Il film dell’argentino Pablo Trapero (Carancho, White Elefant), vincitore del Leone d’Argento al Festival di Venezia 2015, narra la storia vera di Arquímedes Puccio, faccendiere argentino che negli anni 80 diventò famoso per avere organizzato una serie di sequestri con il coinvolgimento della sua rispettabilissima famiglia, prima per conto della dittatura militare e poi, dopo il ritorno della democrazia, per continuare a trarne profitto privatamente.
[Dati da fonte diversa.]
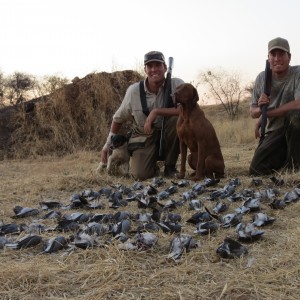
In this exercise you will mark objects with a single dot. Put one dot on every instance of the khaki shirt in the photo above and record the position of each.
(131, 107)
(282, 91)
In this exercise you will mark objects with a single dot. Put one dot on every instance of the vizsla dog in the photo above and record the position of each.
(197, 133)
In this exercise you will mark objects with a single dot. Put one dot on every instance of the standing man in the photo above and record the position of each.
(280, 147)
(143, 106)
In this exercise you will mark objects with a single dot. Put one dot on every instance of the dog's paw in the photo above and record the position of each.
(101, 167)
(180, 175)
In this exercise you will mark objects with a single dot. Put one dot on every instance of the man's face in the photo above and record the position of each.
(279, 61)
(155, 71)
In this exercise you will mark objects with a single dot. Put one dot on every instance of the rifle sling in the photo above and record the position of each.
(143, 99)
(144, 102)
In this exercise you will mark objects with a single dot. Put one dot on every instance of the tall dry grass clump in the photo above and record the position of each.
(76, 117)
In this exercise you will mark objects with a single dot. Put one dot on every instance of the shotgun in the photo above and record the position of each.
(267, 91)
(166, 103)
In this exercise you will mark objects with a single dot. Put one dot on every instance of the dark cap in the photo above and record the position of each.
(279, 43)
(154, 56)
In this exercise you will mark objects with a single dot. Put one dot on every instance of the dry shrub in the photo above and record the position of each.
(74, 118)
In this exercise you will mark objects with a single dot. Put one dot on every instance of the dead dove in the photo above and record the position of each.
(231, 249)
(55, 244)
(179, 244)
(26, 242)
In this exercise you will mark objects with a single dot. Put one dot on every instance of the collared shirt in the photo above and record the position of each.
(131, 107)
(282, 91)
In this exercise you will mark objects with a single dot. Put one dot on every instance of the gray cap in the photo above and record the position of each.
(279, 43)
(154, 56)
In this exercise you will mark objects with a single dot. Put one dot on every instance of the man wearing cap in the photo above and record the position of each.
(146, 118)
(280, 147)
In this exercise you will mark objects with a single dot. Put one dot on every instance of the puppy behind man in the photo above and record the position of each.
(196, 133)
(118, 157)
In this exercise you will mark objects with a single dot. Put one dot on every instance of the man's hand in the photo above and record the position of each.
(263, 99)
(257, 130)
(149, 121)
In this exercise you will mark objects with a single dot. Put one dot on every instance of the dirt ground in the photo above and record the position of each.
(270, 270)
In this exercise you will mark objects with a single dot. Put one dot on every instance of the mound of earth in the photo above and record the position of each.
(74, 117)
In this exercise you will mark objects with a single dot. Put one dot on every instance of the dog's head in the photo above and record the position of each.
(118, 141)
(186, 94)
Questa progressiva e agghiacciante trasformazione di obiettivi, dalla persecuzione politica alla prosecuzione di un metodo consolidato di sequestri e ricatti, costituisce il vero filo conduttore del film, che viene dipanato attraverso le immagini di repertorio trasmesse dalla tv argentina e i loro effetti sui discorsi e sulle dinamiche familiari, finendo per toccare corde profonde.

Per compiere le sue azioni criminali Arquímedes Puccio, interpretato magistralmente da Guillermo Francella (il pubblico italiano lo ha scoperto ne Il segreto dei suoi occhi), si avvale della complicità reticente ma efficace del figlio maggiore Alejandro, star emergente di una squadra di rugby che con il suo volto pulito garantisce affidabilità e copertura, e dell’omertà della famiglia.

Le vittime dei sequestri sono infatti adescate da Alejandro e poi nascoste in casa Puccio, mentre la loro detenzione interferisce sulla vita della famiglia se non altro per la passività e il silenzio dei suoi componenti di fronte alle urla dei prigionieri che provengono dalla cantina.

Quando Arquímedes capisce di non potere più contare sulla copertura dei colonnelli dopo che Raúl Alfonsín ha conquistato il potere, decide comunque di proseguire l’attività criminale per mantenere i privilegi di cui ha goduto finora, e lo fa stringendo ancora di più i vincoli familiari costruiti a loro volta sul ricatto e sulla paura. Ma la fine delle sue malefatte è segnata dalle vicende storiche e da una giustizia che prenderà il sopravvento dopo il ripristino della democrazia.

Come si può immaginare c’è materiale sufficiente per indagare sui rapporti tra padre e figlio, cosa che il film riesce a fare trasmettendo un’inquietudine quasi subliminale, e sulle scorie che la dittatura militare ha lasciato nella società argentina.

Contribuiscono a mantenere alta la tensione un montaggio sapiente, il susseguirsi di colpi di scena e soprattutto lo stagliarsi della gelida personalità di Arquímedes sullo sfondo di fatti che man mano sfuggono al suo controllo. Vale la pena sottolineare, come fanno i titoli di coda del film, che il protagonista della vicenda non si è mai riconosciuto colpevole e anzi ha ribadito la sua innocenza fino alla fine, a dimostrare l’imperscrutabilità dell’animo umano e dei suoi meandri più oscuri.